Entre des opérateurs et des progiciels peu interopérables et des directeurs financiers qui redoutent le changement organisationnel induit, la facture virtuelle, devenue légale, attend toujours de devenir une réalité.

Coincée entre le mythe de Sisyphe et la loi de Met-calfe, la facture électronique a, décidément, bien du mal à émerger. D’un côté, les fournisseurs technologiques ressemblent à ce roi de Corinthe condamné à faire rouler sur la pente
d’une montagne un rocher qui retombait toujours avant d’avoir atteint le sommet. Faute de mise en pratique.De l’autre côté, les directeurs financiers en entreprise attendent que la loi de l’inventeur du protocole Ethernet prenne corps. Celle qui prédit que ‘ plus un réseau est adopté par les utilisateurs, plus sa
valeur et son utilité grandissent, et plus il attire de nouveaux utilisateurs ‘.
Pour qu’un tel échange fonctionne, il faut être nombreux. Or, tant du côté des ‘ fournisseurs ‘,
qui émettent la facture, que celui des ‘acheteurs‘, qui la reçoivent, la fusion ne s’opère pas.
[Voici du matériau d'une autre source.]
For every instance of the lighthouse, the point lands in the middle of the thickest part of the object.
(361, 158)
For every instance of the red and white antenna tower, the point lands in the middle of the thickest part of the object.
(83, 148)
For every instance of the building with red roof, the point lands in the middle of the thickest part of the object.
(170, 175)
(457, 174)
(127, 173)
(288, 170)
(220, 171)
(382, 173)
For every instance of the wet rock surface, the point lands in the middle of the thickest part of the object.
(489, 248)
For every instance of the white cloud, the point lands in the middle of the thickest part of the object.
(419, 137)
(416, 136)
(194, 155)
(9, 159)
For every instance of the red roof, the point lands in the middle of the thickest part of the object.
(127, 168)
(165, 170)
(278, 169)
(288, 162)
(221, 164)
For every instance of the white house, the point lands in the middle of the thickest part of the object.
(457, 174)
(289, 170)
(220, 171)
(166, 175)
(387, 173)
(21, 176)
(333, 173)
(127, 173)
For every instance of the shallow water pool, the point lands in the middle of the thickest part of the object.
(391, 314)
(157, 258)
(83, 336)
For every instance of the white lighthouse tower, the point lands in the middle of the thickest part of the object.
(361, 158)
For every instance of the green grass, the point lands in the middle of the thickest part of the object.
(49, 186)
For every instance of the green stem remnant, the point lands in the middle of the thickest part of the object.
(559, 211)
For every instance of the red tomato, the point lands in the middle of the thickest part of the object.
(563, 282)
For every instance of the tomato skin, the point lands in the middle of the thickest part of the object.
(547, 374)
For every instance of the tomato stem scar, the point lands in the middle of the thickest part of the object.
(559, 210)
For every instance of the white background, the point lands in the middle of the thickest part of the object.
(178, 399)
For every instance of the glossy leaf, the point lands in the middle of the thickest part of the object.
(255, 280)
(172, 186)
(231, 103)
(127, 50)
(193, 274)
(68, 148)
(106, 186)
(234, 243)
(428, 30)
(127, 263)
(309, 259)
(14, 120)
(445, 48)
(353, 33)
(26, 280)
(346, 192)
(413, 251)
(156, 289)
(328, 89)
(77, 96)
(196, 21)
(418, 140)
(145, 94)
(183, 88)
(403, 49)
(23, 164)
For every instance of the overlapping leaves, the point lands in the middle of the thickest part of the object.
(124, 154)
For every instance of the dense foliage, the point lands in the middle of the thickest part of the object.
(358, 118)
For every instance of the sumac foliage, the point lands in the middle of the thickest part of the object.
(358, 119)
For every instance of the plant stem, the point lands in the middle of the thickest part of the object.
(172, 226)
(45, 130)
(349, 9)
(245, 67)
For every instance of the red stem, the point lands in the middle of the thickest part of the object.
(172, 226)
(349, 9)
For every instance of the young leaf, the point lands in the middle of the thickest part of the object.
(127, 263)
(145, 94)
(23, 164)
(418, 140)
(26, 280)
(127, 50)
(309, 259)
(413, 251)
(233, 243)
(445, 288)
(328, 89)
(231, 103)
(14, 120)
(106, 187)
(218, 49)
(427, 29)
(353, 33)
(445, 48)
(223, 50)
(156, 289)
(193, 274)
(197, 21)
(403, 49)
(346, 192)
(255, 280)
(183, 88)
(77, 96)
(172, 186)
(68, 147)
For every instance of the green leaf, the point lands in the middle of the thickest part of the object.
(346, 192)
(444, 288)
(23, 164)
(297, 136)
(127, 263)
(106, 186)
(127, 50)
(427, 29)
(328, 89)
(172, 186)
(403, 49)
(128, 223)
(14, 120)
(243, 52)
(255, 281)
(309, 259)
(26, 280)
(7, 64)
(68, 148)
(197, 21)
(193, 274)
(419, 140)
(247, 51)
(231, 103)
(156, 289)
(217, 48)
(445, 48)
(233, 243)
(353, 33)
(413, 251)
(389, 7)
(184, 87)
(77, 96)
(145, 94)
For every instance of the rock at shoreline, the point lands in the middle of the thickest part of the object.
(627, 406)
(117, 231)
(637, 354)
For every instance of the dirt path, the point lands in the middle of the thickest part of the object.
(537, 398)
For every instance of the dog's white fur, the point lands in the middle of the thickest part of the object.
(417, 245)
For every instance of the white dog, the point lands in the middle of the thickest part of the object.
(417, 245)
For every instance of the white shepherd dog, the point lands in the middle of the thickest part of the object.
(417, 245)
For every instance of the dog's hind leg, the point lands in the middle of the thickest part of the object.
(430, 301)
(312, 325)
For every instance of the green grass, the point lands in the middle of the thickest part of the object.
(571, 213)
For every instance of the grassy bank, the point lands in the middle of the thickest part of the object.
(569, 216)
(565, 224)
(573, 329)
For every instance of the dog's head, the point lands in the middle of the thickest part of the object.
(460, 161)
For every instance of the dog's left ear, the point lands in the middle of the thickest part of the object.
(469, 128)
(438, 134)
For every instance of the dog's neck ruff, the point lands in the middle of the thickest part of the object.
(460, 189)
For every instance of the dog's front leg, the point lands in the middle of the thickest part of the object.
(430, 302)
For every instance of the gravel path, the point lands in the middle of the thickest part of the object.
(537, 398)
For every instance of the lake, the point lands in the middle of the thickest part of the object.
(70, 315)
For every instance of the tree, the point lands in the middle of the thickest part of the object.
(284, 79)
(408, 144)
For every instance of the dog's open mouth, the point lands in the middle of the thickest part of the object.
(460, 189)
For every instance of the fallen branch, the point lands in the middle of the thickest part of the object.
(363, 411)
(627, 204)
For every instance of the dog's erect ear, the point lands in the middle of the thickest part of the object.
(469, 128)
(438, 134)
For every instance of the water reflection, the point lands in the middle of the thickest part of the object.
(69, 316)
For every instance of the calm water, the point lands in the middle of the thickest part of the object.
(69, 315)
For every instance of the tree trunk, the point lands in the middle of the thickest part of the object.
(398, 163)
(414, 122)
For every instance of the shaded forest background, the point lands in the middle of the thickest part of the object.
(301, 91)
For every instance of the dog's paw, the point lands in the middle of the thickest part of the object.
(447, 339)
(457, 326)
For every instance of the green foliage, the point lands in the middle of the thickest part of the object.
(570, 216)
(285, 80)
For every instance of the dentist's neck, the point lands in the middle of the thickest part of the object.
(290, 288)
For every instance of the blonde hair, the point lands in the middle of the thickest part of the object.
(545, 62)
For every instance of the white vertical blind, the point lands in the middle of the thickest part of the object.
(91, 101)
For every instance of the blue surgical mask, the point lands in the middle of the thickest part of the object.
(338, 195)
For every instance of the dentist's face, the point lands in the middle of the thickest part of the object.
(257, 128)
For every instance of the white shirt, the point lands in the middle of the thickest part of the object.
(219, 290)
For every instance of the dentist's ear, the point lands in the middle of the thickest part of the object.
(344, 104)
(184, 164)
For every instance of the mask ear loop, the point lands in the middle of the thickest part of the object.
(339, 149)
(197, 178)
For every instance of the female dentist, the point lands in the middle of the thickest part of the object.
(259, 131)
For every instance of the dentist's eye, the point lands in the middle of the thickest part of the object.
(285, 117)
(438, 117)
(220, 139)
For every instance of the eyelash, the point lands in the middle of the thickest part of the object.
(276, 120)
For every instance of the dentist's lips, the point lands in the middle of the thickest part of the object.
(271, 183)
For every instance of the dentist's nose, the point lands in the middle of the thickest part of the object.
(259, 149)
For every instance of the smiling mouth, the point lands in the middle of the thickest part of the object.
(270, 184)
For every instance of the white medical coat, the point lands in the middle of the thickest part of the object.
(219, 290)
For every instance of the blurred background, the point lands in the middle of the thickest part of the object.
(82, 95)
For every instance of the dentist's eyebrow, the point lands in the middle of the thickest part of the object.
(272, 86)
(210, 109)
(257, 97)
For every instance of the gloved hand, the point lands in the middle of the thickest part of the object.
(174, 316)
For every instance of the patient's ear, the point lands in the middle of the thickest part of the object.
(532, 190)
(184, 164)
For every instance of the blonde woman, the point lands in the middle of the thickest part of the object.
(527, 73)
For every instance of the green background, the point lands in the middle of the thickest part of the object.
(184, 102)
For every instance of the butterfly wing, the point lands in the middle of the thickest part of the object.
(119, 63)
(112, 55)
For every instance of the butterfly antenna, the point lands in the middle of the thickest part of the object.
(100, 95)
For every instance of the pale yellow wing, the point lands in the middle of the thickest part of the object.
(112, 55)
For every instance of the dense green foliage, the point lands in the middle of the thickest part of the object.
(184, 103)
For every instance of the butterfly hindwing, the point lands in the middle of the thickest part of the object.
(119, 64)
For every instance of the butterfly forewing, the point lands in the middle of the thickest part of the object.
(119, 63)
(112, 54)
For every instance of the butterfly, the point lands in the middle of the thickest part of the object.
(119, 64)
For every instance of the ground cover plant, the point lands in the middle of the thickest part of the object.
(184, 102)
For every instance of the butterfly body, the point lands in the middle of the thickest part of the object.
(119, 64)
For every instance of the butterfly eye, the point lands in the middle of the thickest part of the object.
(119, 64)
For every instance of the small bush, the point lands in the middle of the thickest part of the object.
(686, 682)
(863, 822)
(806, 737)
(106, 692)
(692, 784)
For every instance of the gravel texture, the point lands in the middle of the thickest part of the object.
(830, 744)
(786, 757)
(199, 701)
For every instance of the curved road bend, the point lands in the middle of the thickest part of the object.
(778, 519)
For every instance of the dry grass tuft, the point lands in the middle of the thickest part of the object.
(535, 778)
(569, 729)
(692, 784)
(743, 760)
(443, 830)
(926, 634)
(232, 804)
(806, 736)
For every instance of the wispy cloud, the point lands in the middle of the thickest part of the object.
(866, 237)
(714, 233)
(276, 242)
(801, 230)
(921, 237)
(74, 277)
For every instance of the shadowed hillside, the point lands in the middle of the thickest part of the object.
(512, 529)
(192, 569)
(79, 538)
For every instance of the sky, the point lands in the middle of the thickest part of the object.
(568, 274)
Un marché qui ne veut pas décoller

Et cela fait plus de dix ans que ça dure. Que l’on tourne en rond. Que l’EDI (échange de données informatisé) a été autorisé légalement. Sans que la facture numérique émerge et qu’elle prenne significativement sa place. Pourquoi ? Où
sont donc les blocages ?‘ Avec les EDI, la facture numérique a connu un faux départ, ausculte Jean Alécian, délégué général de l’Association des directeurs financiers et de contrôle de gestion (DFCG). Au début des années
quatre-vingt-dix, certaines grandes entreprises ont voulu imposer un diktat à leurs fournisseurs pour les obliger à transmettre leurs documents par voie électronique. Or, ces fournisseurs ­ principale- ment des PME ­ n’ont pas pu suivre, et les
projets ont souvent capoté. Et quand un projet capote une fois, c’est beaucoup plus dur de le lancer une seconde fois. C’est ce qui ce produit aujourd’hui. ‘
Voilà pourquoi, lorsqu’on parle de facture dématérialisée, les directeurs financiers feignent l’indifférence. Et ils auraient raison, car, ‘ tous les ans, les analystes et les consultants annoncent l’explosion du
marché,
reproche François Génin, directeur du développement des activités de Peoplesoft. Or, elle ne vient pas. ‘ En fait, le modèle américain de présentation et de paiement électronique EBPP (Electronic
Bill Presentment and Payment), essentiellement destiné aux particuliers, a échoué en Europe. ‘ Ce marché grand public est en fait peu intéressant en France, où les prélèvements automatiques sont très développés
‘,
estime Nicolas Routier, directeur général délégué stratégie et développement de La Poste.Il croit davantage aux échanges interentreprises. Même s’il vient de revendre son service Post@accès à Deskom, ‘ faute de perspectives à court terme sur ce marché ‘. De fait, le modèle
actuel, promu par les opérateurs, sous-tend une offre essentiellement destinée aux fournisseurs de factures, car ils devaient être les plus motivés. ‘ Ce qui s’est révélé faux ‘, analyse François Génin,
pour qui aucun acheteur ne peut envisager d’avoir un processus de gestion qui dépende de l’opérateur choisi par le fournisseur de la facture. Les factures dématérialisées gérées par ces opérateurs, qu’il s’agisse de B-Process, d’Answork, d’AS-POne,
de France Télécom ou de Post@cces/Deskom, n’étant pas, de plus, interopérables. Ce qui n’est pas adapté aux besoins de l’acheteur. Or, c’est ce dernier qui, généralement, mène la danse en cas de négociation. Voilà aussi pourquoi sont apparus des
systèmes de gestion internes à l’entreprise acheteuse, utilisant une ergonomie différente de celle offerte aux comptables, comme e-Settlements ou PAS International.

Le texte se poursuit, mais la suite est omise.